Понурив голову, спотыкаясь, Люси брела, не зная куда, по запорошенной снегом лужайке. Колючие снежинки больно ударяли по лицу и тут же таяли, смешиваясь со слезами.

Она остановилась, только когда наткнулась на могучий дуб, словно поседевший за одну ночь. Вся дрожа от холода, крепко обхватив себя руками, Люси прижалась к его широкому стволу.

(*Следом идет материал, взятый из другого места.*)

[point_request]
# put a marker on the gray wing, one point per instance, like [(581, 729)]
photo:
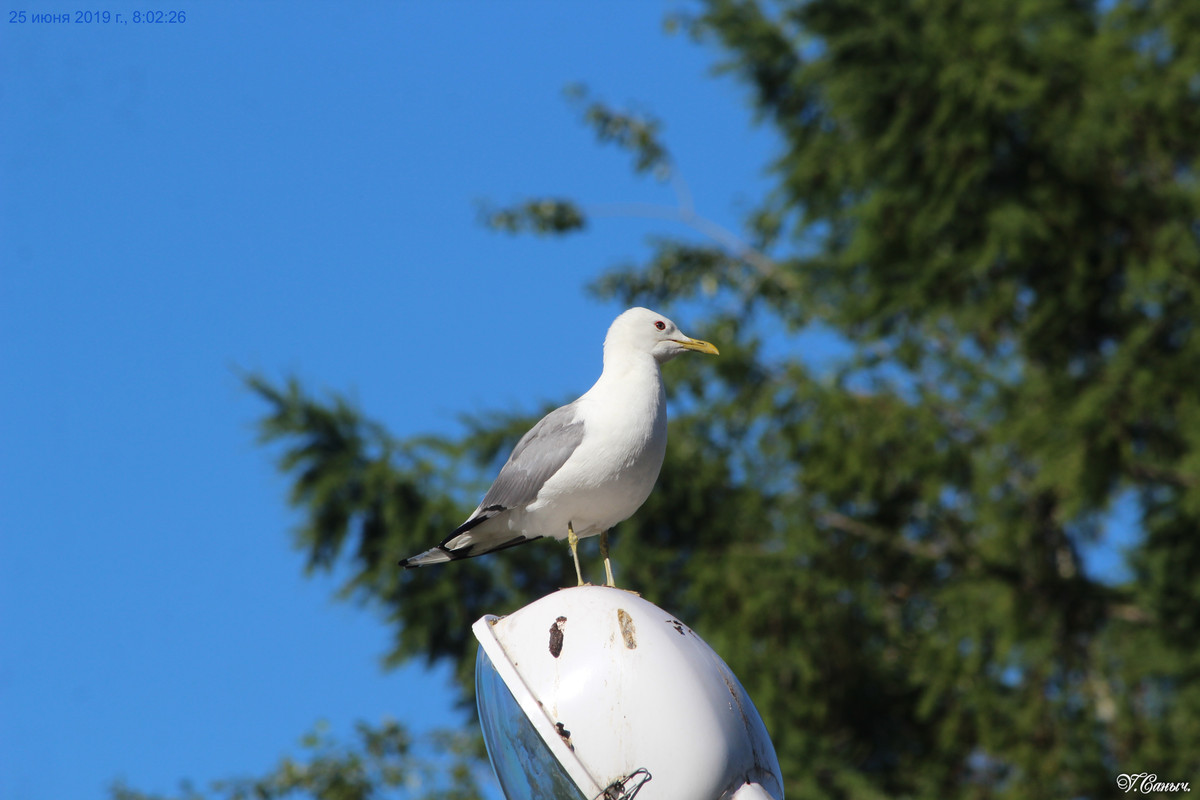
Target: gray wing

Сухие ветви над ее головой печально поскрипывали, как будто на что-то жаловались друг другу. Девушка перевела тоскливый взгляд в глубину заснеженных аллей, на холмы, едва видные за пеленой кружащихся в воздухе снежных хлопьев, чьи склоны полого спускались к реке. Она думала, что увидит вокруг то же страдание, что разрывало ей сердце. Но в тишине этой волшебной ночи, в молчаливом и торжественном танце мириадов легких снежинок она почувствовала такую неземную красоту, такое величественное бесстрастие, что только еще острее ощутила свое одиночество.

В отчаянии Люси закрыла лицо руками. Она не нужна Морису, как не нужна своему отцу. Возможно, она пробуждала в нем страстное желание, но не больше. Он не любил ее.